In the short-term, stemming the blood loss is even more critical:

“[Agencies] have to look after the people that they’ve got. Do not burn out your people. Do not get them working 16 or 17 hours a day. Pay them well, invest in them, develop them, engage them, enable them to thrive – and your retention will go up and they will be your biggest advocates. So agencies have just got to focus – and it comes down to leadership.”

We’re exploring options [to launch the CMO scholarship in Australia and New Zealand ]. I think the timing could be right.

Sherilyn Shackell, CEO, The Marketing Academy

Marketing Academy down under, virtual push ahead

The Marketing Academy’s Australian scholarship programme for 2022 is open for applications until the first week of December – and the CMO fellowship programme may soon come to Australia and New Zealand. “We’re exploring options,” says Shackell. “I think the timing could be right.”
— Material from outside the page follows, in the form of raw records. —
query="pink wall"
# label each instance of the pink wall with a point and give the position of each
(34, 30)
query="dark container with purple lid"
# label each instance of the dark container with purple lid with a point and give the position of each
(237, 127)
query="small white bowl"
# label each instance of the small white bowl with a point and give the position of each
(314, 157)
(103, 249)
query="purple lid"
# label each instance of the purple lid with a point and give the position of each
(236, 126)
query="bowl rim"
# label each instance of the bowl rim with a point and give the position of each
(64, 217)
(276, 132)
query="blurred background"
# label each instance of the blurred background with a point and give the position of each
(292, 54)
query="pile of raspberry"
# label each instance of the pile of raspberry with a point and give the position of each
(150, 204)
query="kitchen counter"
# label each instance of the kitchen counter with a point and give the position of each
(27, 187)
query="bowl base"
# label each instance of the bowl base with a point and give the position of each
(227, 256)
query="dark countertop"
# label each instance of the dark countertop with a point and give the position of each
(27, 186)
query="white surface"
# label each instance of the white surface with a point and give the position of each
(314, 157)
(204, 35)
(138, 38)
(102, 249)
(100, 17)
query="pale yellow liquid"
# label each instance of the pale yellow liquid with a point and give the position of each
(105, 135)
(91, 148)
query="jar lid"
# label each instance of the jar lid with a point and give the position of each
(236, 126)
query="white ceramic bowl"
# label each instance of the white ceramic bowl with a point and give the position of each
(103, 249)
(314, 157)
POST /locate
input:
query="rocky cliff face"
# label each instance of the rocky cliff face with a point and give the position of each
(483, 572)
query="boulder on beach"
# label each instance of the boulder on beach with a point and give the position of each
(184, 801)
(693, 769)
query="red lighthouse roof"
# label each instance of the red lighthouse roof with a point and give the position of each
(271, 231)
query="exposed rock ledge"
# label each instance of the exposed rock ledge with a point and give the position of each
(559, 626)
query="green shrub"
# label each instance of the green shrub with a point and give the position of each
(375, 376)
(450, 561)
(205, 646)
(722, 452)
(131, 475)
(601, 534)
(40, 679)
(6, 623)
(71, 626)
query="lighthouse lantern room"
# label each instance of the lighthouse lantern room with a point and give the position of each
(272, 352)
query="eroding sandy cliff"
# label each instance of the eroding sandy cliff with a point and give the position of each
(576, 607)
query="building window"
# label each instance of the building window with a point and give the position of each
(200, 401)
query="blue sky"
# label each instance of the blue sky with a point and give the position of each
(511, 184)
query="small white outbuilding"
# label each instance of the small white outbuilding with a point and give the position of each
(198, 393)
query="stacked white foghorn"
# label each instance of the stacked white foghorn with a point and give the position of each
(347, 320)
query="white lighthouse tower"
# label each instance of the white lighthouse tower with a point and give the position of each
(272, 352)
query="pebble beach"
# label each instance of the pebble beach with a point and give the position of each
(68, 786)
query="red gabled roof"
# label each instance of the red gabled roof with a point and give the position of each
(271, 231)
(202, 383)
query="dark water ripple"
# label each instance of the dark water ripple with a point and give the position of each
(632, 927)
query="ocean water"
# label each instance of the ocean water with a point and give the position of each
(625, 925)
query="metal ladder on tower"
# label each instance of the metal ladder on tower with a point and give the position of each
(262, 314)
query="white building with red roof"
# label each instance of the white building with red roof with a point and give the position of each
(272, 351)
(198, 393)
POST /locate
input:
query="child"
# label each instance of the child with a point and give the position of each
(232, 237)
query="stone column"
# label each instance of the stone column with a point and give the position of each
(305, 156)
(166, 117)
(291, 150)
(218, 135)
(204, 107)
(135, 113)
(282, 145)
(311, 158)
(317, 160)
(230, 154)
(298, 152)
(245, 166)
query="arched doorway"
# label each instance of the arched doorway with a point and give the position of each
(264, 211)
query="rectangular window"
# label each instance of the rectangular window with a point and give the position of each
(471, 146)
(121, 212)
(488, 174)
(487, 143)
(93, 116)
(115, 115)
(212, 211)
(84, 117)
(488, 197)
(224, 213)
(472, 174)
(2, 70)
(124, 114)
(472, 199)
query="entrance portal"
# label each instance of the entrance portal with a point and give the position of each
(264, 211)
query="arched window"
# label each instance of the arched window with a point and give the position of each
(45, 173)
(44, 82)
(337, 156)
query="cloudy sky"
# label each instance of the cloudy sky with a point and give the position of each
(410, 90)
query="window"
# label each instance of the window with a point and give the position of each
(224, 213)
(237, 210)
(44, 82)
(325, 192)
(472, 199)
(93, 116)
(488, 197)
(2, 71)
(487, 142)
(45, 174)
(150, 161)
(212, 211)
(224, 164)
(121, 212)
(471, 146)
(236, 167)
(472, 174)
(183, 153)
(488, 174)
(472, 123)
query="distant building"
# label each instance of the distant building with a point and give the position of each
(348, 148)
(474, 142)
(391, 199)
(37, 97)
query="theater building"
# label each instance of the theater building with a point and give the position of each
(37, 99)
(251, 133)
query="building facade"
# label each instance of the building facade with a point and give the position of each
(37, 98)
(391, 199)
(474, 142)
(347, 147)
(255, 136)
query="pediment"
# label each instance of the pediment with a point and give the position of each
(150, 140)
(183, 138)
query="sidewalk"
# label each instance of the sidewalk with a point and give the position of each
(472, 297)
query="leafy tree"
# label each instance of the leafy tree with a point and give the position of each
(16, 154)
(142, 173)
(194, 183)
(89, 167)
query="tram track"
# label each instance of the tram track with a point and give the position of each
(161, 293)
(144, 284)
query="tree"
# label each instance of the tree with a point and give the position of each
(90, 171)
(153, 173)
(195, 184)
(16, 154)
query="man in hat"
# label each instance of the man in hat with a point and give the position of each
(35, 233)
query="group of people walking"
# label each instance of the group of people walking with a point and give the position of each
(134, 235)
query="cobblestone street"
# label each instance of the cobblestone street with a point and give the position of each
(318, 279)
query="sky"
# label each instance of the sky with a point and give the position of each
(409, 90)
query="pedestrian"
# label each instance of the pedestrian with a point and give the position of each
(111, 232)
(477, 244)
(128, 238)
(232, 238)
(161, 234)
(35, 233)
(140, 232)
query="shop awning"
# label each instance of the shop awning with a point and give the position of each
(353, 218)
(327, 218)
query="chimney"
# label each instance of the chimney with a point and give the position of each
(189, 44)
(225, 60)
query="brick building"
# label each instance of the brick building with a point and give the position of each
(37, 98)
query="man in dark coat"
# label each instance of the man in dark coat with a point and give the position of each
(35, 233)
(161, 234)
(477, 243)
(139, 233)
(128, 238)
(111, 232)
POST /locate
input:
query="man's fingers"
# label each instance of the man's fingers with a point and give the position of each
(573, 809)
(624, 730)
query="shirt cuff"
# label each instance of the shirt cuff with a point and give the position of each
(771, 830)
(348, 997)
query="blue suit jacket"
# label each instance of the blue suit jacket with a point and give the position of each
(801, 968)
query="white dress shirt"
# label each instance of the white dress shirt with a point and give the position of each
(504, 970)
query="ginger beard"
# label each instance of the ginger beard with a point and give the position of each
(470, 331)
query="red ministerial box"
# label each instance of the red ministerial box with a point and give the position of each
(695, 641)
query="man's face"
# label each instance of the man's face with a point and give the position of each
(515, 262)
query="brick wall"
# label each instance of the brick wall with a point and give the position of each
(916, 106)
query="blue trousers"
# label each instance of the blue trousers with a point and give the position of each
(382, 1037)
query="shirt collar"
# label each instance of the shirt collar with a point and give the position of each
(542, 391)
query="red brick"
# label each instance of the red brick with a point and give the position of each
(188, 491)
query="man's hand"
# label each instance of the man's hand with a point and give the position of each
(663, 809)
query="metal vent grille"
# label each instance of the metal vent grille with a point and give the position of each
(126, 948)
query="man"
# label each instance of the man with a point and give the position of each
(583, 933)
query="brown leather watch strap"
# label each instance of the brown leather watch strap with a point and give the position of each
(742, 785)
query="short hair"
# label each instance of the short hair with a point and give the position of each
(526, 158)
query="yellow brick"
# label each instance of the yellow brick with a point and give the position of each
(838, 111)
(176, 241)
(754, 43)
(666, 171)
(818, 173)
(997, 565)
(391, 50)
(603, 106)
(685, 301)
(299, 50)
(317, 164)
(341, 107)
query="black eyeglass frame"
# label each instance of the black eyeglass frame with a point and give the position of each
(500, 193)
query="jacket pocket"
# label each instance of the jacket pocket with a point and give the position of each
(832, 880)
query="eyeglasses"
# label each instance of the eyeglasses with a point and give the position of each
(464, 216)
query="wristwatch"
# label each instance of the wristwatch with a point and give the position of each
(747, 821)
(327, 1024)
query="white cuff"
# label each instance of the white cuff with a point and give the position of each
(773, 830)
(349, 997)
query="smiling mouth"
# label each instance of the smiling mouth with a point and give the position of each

Meanwhile, the Academy has designed a new Virtual Campus Programme – a 24-part programme delivered live but virtually.  It is free of charge – but by invitation only.

Shackell says some 5,500 people are already enrolled around the world: “It’s the industry’s best kept secret because we launched it in January this year.”

While the virtual programme will “never replace the scholarship and fellowship,” the plan is to scale further.

“We needed to figure out what it would be, to make sure it was exceptional and that would have impact. So we soft drilled it this year, and enabled all our mentors, coaches, scholars and sponsors around the world to enrol their teams,” says Shackell.

“I want that to be the biggest gift to the industry… We are going to continue to invest our time and energy into that programme so that we can bring the Academy's learning to a much wider audience.”